Best Of :: Bars & Clubs
When Ernie's Inn opened three decades ago, the place was a darkly lighted, smoky rumpus room for serious drinkers looking to tie one on. A lot has changed since then. Today, Ernie's is a darkly lighted, smoky rumpus room for serious drinkers looking to tie one on and belt out a karaoke tune.
It's pure fun. The stage opens every night at 8:30, playing to senior citizens weekdays, then giving way to yuppies on the weekends. Anything goes here, except pretension. Look too serious, and you're likely to be volunteered as the opening act by one of the matronly waitresses who've called Ernie's home for longer than they'll admit.
Go ahead. Choose your poison, step up to the stage and wail with the rest of us. You're among friends -- or at least you are until you segue into "Feelings."
Any place with Guinness on tap is already worth its weight in gold, but this place has more than great beers to recommend it.
It has regulars, loud Irish ones, and more than enough traditional Irish and Scottish performers, including an occasional bagpipe player and a group of acoustic guitar wielders on Tuesdays called the Claire Voyants that plays mixed traditional Irish fare with Sarah McLachlan and Live covers. And make no mistake, people here are friendly indeed at the Dubliner.
All of this makes you feel like Tipperary ain't such a long, long way after all.
Located directly below the Golden West, one of Phoenix's last remaining downtown flophouses, Newman's Lounge could never be confused with Cheers or any other homey sitcom bar. Bleating cell phones, thumping karaoke machines and blaring techno music are conspicuously absent at this throwback to a bygone era -- when bars were designed for hard-core drinking and slurred story-swapping.

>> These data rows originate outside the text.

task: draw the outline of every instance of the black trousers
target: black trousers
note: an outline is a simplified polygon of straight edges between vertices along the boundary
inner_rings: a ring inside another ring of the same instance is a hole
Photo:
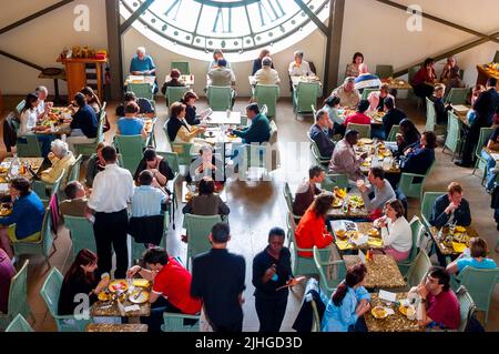
[[[101,273],[111,273],[112,249],[116,253],[116,271],[114,279],[125,279],[129,267],[129,250],[126,247],[126,230],[129,215],[126,209],[115,213],[95,213],[93,233],[98,250],[98,266]]]
[[[286,313],[287,296],[255,296],[256,314],[259,321],[259,332],[279,332]]]

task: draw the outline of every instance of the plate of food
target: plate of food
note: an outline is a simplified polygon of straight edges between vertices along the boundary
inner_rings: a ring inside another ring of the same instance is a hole
[[[373,316],[375,318],[378,318],[378,320],[383,320],[383,318],[388,317],[388,312],[383,306],[375,306],[375,307],[373,307],[370,313],[373,314]]]
[[[125,292],[129,290],[129,283],[125,281],[114,281],[109,284],[109,291],[112,293],[115,292]]]

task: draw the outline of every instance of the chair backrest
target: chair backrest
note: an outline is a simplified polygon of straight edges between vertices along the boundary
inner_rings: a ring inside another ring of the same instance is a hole
[[[391,125],[390,132],[388,133],[388,136],[386,141],[395,141],[395,138],[397,136],[399,125]]]
[[[183,75],[191,74],[191,67],[189,64],[189,61],[172,61],[170,63],[170,70],[173,69],[177,69]]]
[[[86,218],[64,215],[64,225],[73,243],[73,259],[84,249],[96,252],[93,225]]]
[[[468,92],[468,88],[451,88],[447,94],[446,103],[465,104]]]
[[[9,301],[7,313],[13,317],[17,314],[29,315],[28,305],[28,265],[29,260],[19,272],[10,280]]]
[[[499,281],[499,269],[465,267],[458,279],[466,286],[478,310],[488,311],[493,289]]]
[[[376,65],[376,75],[379,79],[388,79],[394,77],[394,65]]]
[[[24,135],[18,138],[17,143],[19,158],[41,158],[42,152],[37,135]]]
[[[213,87],[207,88],[207,100],[210,107],[214,111],[226,111],[232,107],[231,87]]]
[[[167,87],[165,92],[166,102],[172,104],[173,102],[180,101],[187,90],[186,87]]]
[[[320,88],[318,82],[298,82],[296,87],[296,109],[298,112],[312,112],[312,104],[317,103]]]
[[[407,283],[417,286],[431,267],[431,261],[425,250],[420,250],[407,271]]]
[[[6,328],[6,332],[34,332],[34,331],[33,328],[31,328],[28,321],[26,321],[21,314],[18,314],[9,324],[9,326]]]
[[[435,131],[435,124],[437,124],[437,112],[435,110],[435,103],[430,99],[426,98],[425,131]]]
[[[129,83],[126,90],[135,93],[138,99],[154,100],[153,87],[150,83]]]
[[[473,316],[477,311],[477,306],[475,305],[472,296],[469,294],[466,286],[459,286],[456,291],[456,296],[459,301],[459,328],[458,332],[465,332],[468,326],[469,320]]]
[[[275,117],[275,107],[279,98],[279,87],[277,84],[257,84],[255,87],[255,100],[258,107],[267,107],[267,117]]]
[[[163,332],[200,332],[200,315],[163,312]],[[193,325],[184,324],[184,320],[197,320]]]
[[[114,135],[114,145],[122,155],[123,169],[129,170],[132,175],[143,158],[143,144],[142,135]]]
[[[210,249],[212,247],[208,241],[210,231],[212,230],[212,226],[214,224],[221,221],[221,215],[184,215],[184,224],[185,229],[187,230],[189,237],[187,253],[190,257],[210,251]]]
[[[348,123],[347,130],[355,129],[358,131],[358,138],[370,138],[370,124],[355,124],[355,123]]]

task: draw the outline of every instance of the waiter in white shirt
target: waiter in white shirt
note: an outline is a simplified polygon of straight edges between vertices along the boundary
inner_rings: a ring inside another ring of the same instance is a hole
[[[134,191],[132,174],[116,164],[116,150],[113,146],[102,149],[105,170],[93,180],[89,209],[95,213],[93,232],[98,251],[98,266],[101,273],[111,273],[112,249],[116,253],[114,279],[125,279],[129,265],[126,230],[128,203]]]

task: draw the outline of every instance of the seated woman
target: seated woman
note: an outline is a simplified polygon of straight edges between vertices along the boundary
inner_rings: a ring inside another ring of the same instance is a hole
[[[75,159],[73,153],[69,150],[68,144],[62,140],[52,141],[52,152],[49,153],[49,160],[52,166],[40,173],[40,179],[45,183],[55,183],[55,180],[64,170],[68,175],[70,166],[74,163]],[[63,178],[61,188],[63,189],[67,183],[67,178]]]
[[[83,93],[74,95],[74,102],[71,105],[75,111],[71,121],[71,136],[68,136],[68,144],[74,151],[74,144],[91,144],[95,142],[98,132],[98,118],[95,111],[86,103]]]
[[[144,129],[144,121],[136,118],[139,114],[139,104],[135,102],[129,102],[125,107],[125,117],[120,118],[116,122],[118,135],[142,135],[147,138],[147,133]]]
[[[200,181],[198,195],[194,195],[182,209],[184,214],[194,215],[228,215],[231,210],[220,195],[215,195],[215,182],[210,176]]]
[[[196,100],[197,94],[195,94],[194,91],[185,92],[183,99],[181,100],[181,102],[185,104],[185,120],[189,125],[197,125],[201,123],[200,119],[196,118],[196,107],[194,105]]]
[[[35,242],[40,240],[45,209],[40,198],[30,190],[30,181],[16,178],[10,181],[9,193],[12,201],[12,213],[0,218],[0,245],[10,259],[13,256],[11,243]]]
[[[98,276],[98,256],[90,250],[81,250],[65,273],[59,295],[58,315],[73,315],[74,309],[80,305],[74,302],[78,294],[89,295],[89,305],[95,303],[100,292],[104,291],[110,283],[110,275]]]
[[[136,168],[135,175],[133,179],[135,180],[135,183],[140,185],[139,182],[139,175],[142,171],[149,170],[152,172],[154,181],[153,185],[155,186],[166,186],[166,183],[175,178],[175,174],[173,173],[172,169],[170,168],[167,161],[163,159],[163,156],[160,156],[156,154],[156,151],[154,148],[147,148],[144,151],[144,158],[139,163],[139,166]]]
[[[370,295],[364,287],[367,267],[347,270],[345,281],[334,292],[320,324],[320,332],[367,332],[363,315],[370,310]]]
[[[497,269],[496,261],[488,259],[489,247],[487,241],[480,237],[472,237],[469,241],[469,255],[461,253],[456,261],[447,265],[447,273],[456,274],[467,266],[478,267],[481,270]]]
[[[397,262],[407,260],[413,249],[413,232],[404,214],[403,203],[393,199],[385,204],[385,216],[374,221],[375,227],[381,229],[385,245],[381,252]]]
[[[325,249],[333,242],[327,232],[327,212],[333,208],[335,196],[330,192],[320,193],[307,209],[296,227],[295,239],[301,249]],[[299,256],[312,257],[312,252],[298,252]]]

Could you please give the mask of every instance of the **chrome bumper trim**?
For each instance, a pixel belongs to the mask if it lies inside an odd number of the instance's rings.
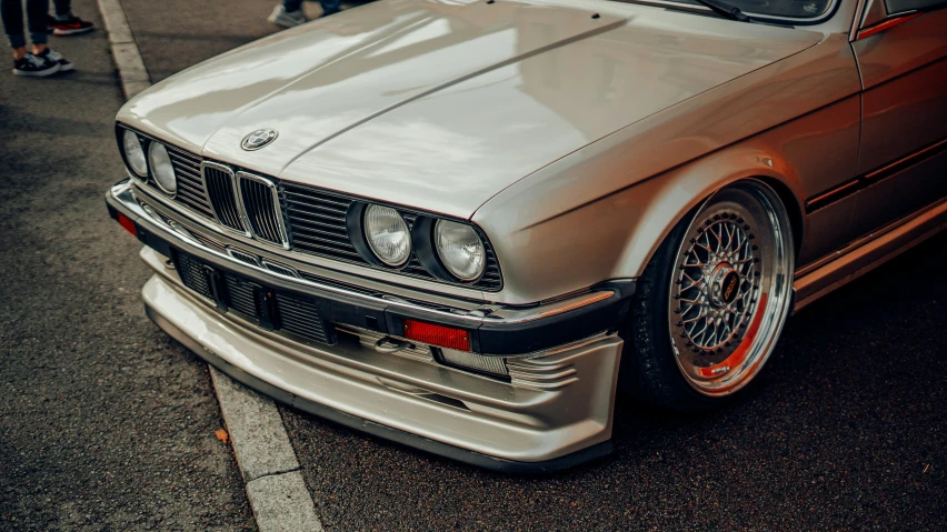
[[[552,471],[610,451],[617,334],[550,354],[544,363],[571,364],[581,378],[530,390],[357,343],[290,342],[200,303],[173,271],[153,275],[142,298],[149,318],[221,371],[365,432],[508,472]]]

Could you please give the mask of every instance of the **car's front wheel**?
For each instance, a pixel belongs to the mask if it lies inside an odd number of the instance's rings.
[[[748,384],[790,313],[793,231],[778,194],[746,180],[681,220],[638,280],[622,353],[624,388],[682,411]]]

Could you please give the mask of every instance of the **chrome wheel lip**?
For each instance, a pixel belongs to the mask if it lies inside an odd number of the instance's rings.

At Newman's, you're more likely to run into the Barfly types (you know, wizened regulars with wheezy coughs sporting barroom pallor and stringy hair perfumed with the fermented scent of booze and cigarette smoke). Ain't no Norms perched on barstools here -- and we seriously doubt anyone really wants to know your name, either. Maybe because of the divey, live-and-let-live ambiance, we recommend it as a viable atmosphere for uninterrupted confabulating, not to mention bullshitting and crying in your beer.
Readers' Choice for Best Bar for Conversation: Casey Moore's Oyster House
It's a good thing that libations master Serafino won't share his secret for making the perfect cosmopolitan. If he did, we'd soon be organizing happy hour for our fellow members at a 12-step program meeting.
This is the most exciting cocktail we've had the joy of sipping. And we do mean sip -- only someone with no appreciation for beauty would slam a drink like this. No, it's so much better to let the alcohol in slowly, to warm our tummies, our hearts and our heads.
Perhaps the secret's in the Grey Goose vodka. Could be the slender ice shards that slip from the sides of our martini-style glass, bringing pure, ice cold pleasure. Or maybe it's the way Serafino handles the silver shaker, deftly blending the cranberry juice for a liquid that's the palest pink of sunset.
The garnish of dried cranberries floating in the bottom of the glass adds to the experience. But the best part is at the end, when Serafino pours "just a little more" from the shaker, giving us a bonus like the leftovers from a fresh-blended milk shake.
Seems like some bars clang a bell, give it another shake and before you can say "Doc Otis Hard Lemonade," your happy hour is terminated. But at Faye's Green Room, happy hour lasts longer than most part-time employment.
This establishment has a happy weekday-afternoon-early-evening sorta deal. Mondays through Fridays, from 1 to 7 p.m., there is a "two-dollar-you-call-it" special on imported beers, as well as "dollar jumbo domestic" specials. Even this generous beer bonanza is exceeded by Friday's perks, such as an invitation to dine on two-fisted portions of a three-foot sandwich from Hogi Yogi on University Drive and enjoy the acoustic musings of Dead Hot Workshop's Brent Babb from 5 to 8 p.m.
With bonuses like these, it's not hard to imagine people having their mail forwarded to a barstool. Or make that two barstools.
Readers' Choice: Applebee's
Chef Michael DeMaria has raised the bar on bar food. His sophisticated upstairs bar tops off this high-class restaurant.
We're talking cushy sofas, overstuffed armchairs, a discreet but well-stocked bar and inspiring views of Scottsdale's spectacular sunsets. These are way-above-average bar bites, exquisite eats like potato-and-prosciutto-wrapped scallops with roasted pears and balsamic shallots; and crab-stuffed cannelloni on asparagus with horseradish tomato jam.
Tossed back with some Krug Grande Cuvee Brut champagne, it's the most elegant experience we can imagine, bar none.